Lung diseases like emphysema and pulmonary fibrosis are common among people with malfunctioning telomeres, the "caps" or ends of chromosomes. Now, researchers from Johns Hopkins say they have discovered what goes wrong and why.
Mary Armanios, M.D., an associate professor of oncology at the Johns Hopkins University School of Medicine., and her colleagues report that some stem cells vital to lung cell oxygenation undergo premature aging -- and stop dividing and proliferating -- when their telomeres are defective. The stem cells are those in the alveoli, the tiny air exchange sacs where blood takes up oxygen.
In studies of these isolated stem cells and in mice, Armanios' team discovered that dormant or senescent stem cells send out signals that recruit immune molecules to the lungs and cause the severe inflammation that is also a hallmark of emphysema and related lung diseases.
Until now, Armanios says, researchers and clinicians have thought that "inflammation alone is what drives these lung diseases and have based therapy on anti-inflammatory drugs for the last 30 years."
But the new discoveries, reported March 30 in Proceedings of the National Academy of Sciences, suggest instead that "if it's premature aging of the stem cells driving this, nothing will really get better if you don't fix that problem," Armanios says.
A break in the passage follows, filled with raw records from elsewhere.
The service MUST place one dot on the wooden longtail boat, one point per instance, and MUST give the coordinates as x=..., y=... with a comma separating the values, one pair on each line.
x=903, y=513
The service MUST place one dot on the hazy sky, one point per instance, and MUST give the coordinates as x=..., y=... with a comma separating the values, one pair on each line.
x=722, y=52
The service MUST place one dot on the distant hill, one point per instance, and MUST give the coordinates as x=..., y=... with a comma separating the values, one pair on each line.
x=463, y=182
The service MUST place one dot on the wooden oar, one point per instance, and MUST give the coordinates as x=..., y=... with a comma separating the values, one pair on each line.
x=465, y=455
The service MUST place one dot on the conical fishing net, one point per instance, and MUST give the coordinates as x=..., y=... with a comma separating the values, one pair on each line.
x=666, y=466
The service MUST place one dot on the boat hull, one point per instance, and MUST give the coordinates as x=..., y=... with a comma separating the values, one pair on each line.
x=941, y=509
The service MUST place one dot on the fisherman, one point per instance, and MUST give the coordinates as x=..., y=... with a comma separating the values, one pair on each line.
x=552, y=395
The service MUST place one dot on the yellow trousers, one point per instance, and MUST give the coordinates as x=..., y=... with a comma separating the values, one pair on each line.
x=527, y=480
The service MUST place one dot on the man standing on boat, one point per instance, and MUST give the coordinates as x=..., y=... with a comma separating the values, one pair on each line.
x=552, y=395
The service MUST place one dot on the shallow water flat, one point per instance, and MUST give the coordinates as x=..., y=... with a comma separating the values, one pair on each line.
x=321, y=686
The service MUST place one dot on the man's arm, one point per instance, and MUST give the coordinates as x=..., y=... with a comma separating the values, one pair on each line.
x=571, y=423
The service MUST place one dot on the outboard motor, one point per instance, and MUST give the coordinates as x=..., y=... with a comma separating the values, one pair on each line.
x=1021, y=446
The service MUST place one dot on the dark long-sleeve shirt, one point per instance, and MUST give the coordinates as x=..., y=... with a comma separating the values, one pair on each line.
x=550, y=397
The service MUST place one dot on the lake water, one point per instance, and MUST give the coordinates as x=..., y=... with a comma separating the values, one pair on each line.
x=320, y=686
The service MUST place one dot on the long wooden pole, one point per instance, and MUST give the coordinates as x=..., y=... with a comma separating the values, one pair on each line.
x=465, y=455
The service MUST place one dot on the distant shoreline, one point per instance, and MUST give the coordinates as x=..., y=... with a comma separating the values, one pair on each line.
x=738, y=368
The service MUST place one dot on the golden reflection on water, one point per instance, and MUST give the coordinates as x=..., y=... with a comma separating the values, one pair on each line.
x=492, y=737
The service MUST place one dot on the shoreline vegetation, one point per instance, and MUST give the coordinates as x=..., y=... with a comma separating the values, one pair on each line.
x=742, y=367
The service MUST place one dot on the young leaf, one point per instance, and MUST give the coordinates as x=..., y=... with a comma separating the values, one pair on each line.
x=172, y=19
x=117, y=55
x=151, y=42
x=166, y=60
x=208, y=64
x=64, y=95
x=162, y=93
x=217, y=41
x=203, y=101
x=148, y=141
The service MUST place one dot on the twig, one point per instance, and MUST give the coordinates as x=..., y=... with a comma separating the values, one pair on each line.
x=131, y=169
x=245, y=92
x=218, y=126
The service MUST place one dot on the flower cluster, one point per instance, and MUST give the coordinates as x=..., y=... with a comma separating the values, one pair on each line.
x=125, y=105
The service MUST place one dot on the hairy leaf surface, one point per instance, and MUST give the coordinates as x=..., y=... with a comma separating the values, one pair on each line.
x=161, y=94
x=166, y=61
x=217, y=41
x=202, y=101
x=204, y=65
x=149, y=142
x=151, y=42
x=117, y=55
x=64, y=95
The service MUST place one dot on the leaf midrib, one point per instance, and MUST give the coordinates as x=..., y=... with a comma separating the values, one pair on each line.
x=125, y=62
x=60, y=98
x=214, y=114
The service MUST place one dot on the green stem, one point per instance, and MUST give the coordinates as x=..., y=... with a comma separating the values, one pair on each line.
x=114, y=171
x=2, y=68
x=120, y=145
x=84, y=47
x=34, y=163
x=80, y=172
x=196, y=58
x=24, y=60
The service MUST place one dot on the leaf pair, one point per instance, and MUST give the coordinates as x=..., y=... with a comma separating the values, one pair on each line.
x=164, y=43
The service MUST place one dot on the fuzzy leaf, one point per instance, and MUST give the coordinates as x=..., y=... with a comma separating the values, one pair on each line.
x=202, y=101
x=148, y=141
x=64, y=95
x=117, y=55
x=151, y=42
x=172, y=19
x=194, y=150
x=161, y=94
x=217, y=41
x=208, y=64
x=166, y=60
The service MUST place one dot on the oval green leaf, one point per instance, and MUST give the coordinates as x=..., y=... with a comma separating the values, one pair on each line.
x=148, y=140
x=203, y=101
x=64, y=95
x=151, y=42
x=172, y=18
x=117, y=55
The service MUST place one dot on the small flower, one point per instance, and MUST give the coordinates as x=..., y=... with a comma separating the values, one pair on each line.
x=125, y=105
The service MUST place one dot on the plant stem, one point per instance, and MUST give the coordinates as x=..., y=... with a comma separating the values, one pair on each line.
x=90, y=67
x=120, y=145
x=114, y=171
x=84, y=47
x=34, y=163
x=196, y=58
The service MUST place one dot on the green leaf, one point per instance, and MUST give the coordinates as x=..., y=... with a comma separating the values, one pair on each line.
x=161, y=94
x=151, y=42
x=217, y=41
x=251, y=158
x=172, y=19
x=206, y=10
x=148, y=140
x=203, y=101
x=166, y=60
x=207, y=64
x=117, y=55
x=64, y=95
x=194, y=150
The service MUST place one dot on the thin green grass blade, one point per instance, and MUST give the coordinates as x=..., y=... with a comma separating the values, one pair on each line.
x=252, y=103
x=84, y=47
Acknowledging that there are no current ways to treat or replace damaged lung stem cells, Armanios says that knowing the source of the problem can redirect research efforts. "It's a new challenge that begins with the questions of whether we take on the effort to fix this defect in the cells, or try to replace the cells," she adds.
Armanios and her team say their study also found that this telomere-driven defect leaves mice extremely vulnerable to anticancer drugs like bleomycin or busulfan that are toxic to the lungs. The drugs and infectious agents like viruses kill off the cells that line the lung's air sacs. In cases of telomere dysfunction, Armanios explains, the lung stem cells can't divide and replenish these destroyed cells.
When the researchers gave these drugs to 11 mice with the lung stem cell defect, all became severely ill and died within a month.
This finding could shed light on why "sometimes people with short telomeres may have no signs of pulmonary disease whatsoever, but when they're exposed to an acute infection or to certain drugs, they develop respiratory failure," says Armanios. "We don't think anyone has ever before linked this phenomenon to stem cell failure or senescence."
In their study, the researchers genetically engineered mice to have a telomere defect that impaired the telomeres in just the lung stem cells in the alveolar epithelium, the layer of cells that lines the air sacs. "In bone marrow or other compartments, when stem cells have short telomeres, or when they age, they just die out," Armanios says. "But we found that instead, these alveolar cells just linger in the senescent stage."
The stem cells stayed alive but were unable to divide and regenerate the epithelial lining in the air sacs. After two weeks, the senescent lung stem cells only generated five new epithelial structures per 5,000 stem cells, compared to an average of 425 structures from 5,000 healthy stem cells.
The researchers say they also hope to learn more about how mice with this telomere defect in lung stem cells respond to cigarette smoke. Other studies of patients with telomere defects, including one published last year by Armanios and her colleagues, suggest that telomere defects may be one of the more common predisposing factors to lung diseases, such as emphysema.
Further studies should help the scientists determine whether cigarette smoke causes lung disease in this setting because of stem cell failure, says Armanios.
Other scientists who contributed to the study include Jonathan K. Alder, Nathachit Limjunyawong, Susan E. Stanley, Frant Kembou and Wayne Mitzner from Johns Hopkins; Christina E. Barkauskas and Brigid L.M. Hogan from Duke University School of Medicine; and Rubin M. Tuder from the University of Colorado Denver.
Funding for the study was provided by the National Institutes of Health (K99 HL113105, K08 HL122521, PO1 CHL10342, RO1 HL119476), the Ellison Medical Foundation and the Flight Attendant Medical Research Institute.